« Jour du Mitan de l'année 1482.

La plus belle rose de la Comté vient de se flétrir.

Ma Rose.

Ma fleur que j'ai tant chérie et qui m'a apporté tant de bonheur.

Ma mie…

Je l'ai vu se faner entre mes bras et à présent, je me sens me faner à mon tour.

Les Années vécues dans la quiétude se sont écoulées que trop rapidement.

Il me semble que c'était hier encore que je quittais Cul-de-Sac, insouciants du danger qui nous guettait, moi et mon cher Maître. 

Maintenant, les Jours Glorieux s'achèvent et sur mon âme pèsent le labeur et le chagrin.

L'amertume de la perte est trop grande et le deuil trop difficile à traverser.

Un vide impossible à combler; une blessure qui ne peut guérir ici…

Mon vieux cœur souffre et, aujourd'hui, il n'aspire qu'à une chose; trouver la paix et la sérénité.

Mon heure est venue.

Une fois de plus, je quitte Cul-de-Sac, mais cette fois je sais très bien ce qui m'attend…

 

Ma douce Elanor, je te confie le Livre Rouge de la Marche de l'Ouest. Tu es digne d'en être sa détentrice. Entre tes mains se trouvent tous les souvenirs de notre passé et tout le savoir des Peuples du Milieu; des épopées en la Montagne Solitaire jusqu'au périple sur le Mont du Destin…Conserve-le et, surtout, continue d'y immortaliser les grands moments de l'Histoire de cette Terre.

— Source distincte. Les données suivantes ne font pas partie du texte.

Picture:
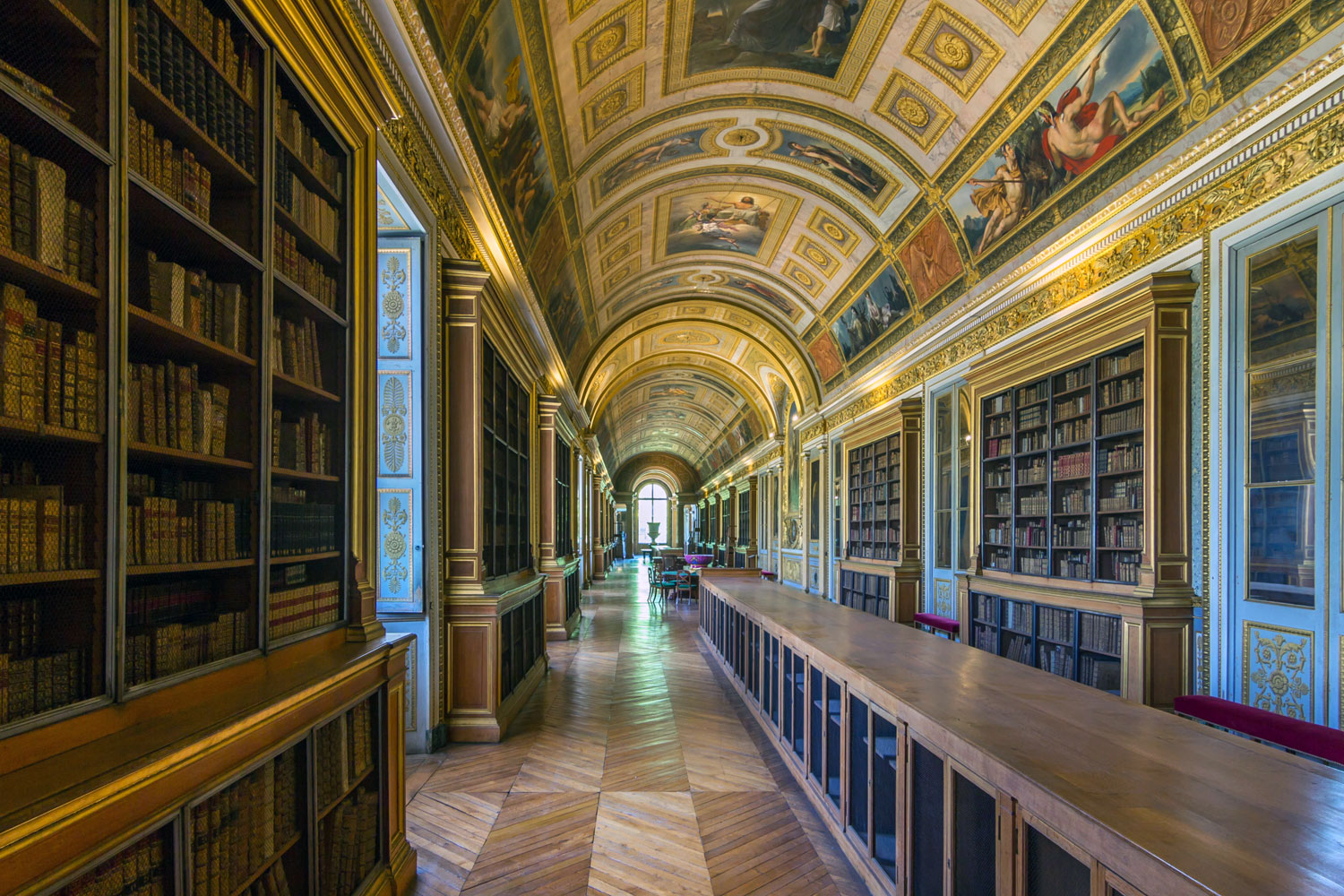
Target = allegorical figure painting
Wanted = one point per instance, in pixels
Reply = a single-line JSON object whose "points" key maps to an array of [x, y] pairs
{"points": [[496, 96], [671, 148], [734, 222], [817, 152], [1089, 112], [876, 311], [804, 35]]}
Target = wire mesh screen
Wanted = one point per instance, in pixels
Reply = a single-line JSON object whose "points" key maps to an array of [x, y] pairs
{"points": [[1051, 871], [975, 850], [925, 823]]}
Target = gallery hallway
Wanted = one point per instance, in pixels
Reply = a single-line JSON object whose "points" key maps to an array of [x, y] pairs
{"points": [[634, 769]]}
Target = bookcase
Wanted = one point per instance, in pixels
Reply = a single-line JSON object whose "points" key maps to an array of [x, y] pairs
{"points": [[505, 414], [174, 357], [564, 498], [1082, 470], [875, 500]]}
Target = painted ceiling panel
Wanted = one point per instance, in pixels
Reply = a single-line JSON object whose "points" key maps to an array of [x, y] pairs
{"points": [[792, 187]]}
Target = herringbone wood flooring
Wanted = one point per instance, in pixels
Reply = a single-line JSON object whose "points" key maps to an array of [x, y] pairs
{"points": [[634, 770]]}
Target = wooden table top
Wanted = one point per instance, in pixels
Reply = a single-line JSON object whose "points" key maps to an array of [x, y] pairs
{"points": [[1134, 786]]}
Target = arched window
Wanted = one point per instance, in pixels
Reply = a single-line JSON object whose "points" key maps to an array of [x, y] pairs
{"points": [[652, 504]]}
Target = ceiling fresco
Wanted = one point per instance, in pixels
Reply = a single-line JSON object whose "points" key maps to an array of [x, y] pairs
{"points": [[832, 172]]}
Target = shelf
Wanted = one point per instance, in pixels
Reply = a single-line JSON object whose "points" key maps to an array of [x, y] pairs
{"points": [[288, 386], [207, 565], [303, 557], [280, 853], [346, 793], [169, 121], [53, 19], [183, 341], [306, 242], [210, 64], [10, 579], [32, 274], [48, 121], [282, 473], [308, 175], [158, 218], [13, 427], [188, 458], [304, 298]]}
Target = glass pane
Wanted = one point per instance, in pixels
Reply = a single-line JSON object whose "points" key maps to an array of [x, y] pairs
{"points": [[1279, 552]]}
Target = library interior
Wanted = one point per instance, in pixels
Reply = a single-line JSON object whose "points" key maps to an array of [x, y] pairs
{"points": [[685, 447]]}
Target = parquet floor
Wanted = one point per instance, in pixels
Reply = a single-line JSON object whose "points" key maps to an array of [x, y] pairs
{"points": [[634, 770]]}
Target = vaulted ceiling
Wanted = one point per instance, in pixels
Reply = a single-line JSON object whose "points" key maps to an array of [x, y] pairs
{"points": [[728, 207]]}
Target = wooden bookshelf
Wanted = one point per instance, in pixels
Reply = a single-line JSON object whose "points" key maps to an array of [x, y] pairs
{"points": [[505, 414], [1083, 481]]}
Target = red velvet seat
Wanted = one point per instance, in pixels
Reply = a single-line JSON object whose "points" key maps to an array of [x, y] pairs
{"points": [[1271, 727], [935, 622]]}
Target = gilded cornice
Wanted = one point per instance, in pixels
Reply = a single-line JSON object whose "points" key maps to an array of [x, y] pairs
{"points": [[1311, 151]]}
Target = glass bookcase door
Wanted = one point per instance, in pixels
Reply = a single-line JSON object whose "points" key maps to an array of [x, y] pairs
{"points": [[1284, 466]]}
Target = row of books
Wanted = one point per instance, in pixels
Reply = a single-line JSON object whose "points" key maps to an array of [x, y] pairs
{"points": [[316, 217], [1123, 421], [185, 297], [1074, 565], [174, 169], [1120, 495], [301, 443], [168, 406], [185, 645], [215, 38], [1072, 465], [295, 349], [300, 608], [301, 140], [142, 868], [309, 274], [39, 532], [39, 220], [172, 530], [1123, 532], [349, 844], [298, 527], [35, 684], [166, 58], [236, 831], [42, 378]]}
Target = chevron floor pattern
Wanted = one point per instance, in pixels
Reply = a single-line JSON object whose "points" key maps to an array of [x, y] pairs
{"points": [[633, 771]]}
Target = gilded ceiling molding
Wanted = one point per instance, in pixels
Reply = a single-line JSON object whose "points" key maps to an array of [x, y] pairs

Je pars et, moi aussi, je ne serai bientôt qu'un souvenir; un nom que l'on citera dans les vieux contes.  Fais en sorte qu'on oublie jamais tout ce qui s'est produit, tout ce qui fut accompli pour le Bien de ce monde. »

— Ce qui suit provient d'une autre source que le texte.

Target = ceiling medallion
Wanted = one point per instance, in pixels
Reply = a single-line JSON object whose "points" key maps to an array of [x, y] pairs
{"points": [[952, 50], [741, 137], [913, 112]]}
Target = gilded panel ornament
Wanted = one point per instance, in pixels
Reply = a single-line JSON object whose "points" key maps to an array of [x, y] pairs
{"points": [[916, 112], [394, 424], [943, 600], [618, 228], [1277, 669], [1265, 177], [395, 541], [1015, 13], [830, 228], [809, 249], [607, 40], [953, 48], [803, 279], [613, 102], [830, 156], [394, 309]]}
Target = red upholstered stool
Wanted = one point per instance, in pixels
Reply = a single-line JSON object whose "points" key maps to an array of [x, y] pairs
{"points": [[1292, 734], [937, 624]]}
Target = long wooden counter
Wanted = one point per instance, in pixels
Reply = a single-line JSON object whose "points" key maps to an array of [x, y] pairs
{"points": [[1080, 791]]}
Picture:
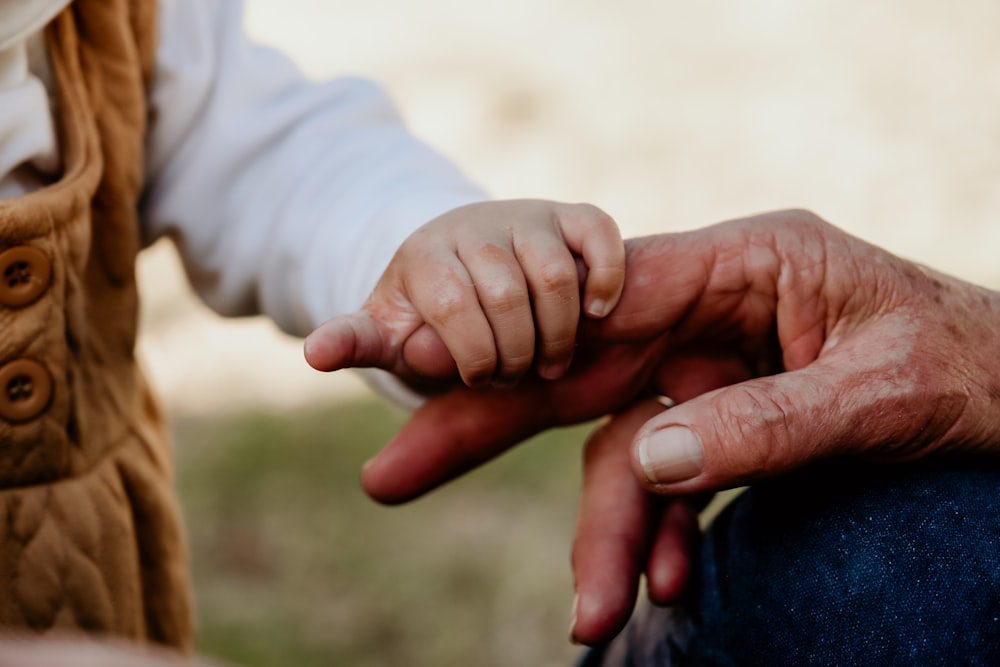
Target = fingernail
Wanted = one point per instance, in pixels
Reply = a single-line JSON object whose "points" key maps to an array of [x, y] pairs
{"points": [[572, 620], [597, 308], [672, 454]]}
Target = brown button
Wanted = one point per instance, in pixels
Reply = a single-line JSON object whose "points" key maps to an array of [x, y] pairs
{"points": [[25, 390], [25, 272]]}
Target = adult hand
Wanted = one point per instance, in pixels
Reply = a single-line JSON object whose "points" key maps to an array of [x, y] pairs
{"points": [[813, 344], [851, 350]]}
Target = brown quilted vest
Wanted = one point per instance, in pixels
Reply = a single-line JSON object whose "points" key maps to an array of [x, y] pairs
{"points": [[90, 534]]}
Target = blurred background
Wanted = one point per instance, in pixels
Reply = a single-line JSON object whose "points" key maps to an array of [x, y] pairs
{"points": [[883, 117]]}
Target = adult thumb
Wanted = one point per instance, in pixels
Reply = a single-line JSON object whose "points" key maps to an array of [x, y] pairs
{"points": [[763, 427]]}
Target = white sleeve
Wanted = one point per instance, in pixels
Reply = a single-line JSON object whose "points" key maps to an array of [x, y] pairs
{"points": [[285, 196]]}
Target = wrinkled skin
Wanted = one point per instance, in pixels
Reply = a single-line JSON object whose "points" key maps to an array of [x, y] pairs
{"points": [[782, 339]]}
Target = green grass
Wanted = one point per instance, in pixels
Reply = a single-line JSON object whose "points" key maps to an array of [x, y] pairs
{"points": [[294, 565]]}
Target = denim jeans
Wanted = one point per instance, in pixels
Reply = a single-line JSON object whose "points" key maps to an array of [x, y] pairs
{"points": [[844, 564]]}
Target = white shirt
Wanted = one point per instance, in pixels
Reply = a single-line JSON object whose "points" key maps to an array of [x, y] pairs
{"points": [[285, 197]]}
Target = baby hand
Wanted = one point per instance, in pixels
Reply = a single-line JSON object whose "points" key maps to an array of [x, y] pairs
{"points": [[488, 289]]}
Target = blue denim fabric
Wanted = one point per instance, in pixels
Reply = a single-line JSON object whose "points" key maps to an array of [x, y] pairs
{"points": [[844, 564]]}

Une larme tombe sur la page. L'eau s'imprègne sur la dernière ligne et se mélange à l'encre, rendant flou les derniers mots écrits.

Je referme le précieux ouvrage et élève mon regard embrouillée vers l'horizon. J'entrevois une silhouette courbée sur elle-même, marchant vers l'Ouest. Je serre le vieux grimoire contre mon cœur et observe cette silhouette disparaître peu à peu de ma vue… de ma vie.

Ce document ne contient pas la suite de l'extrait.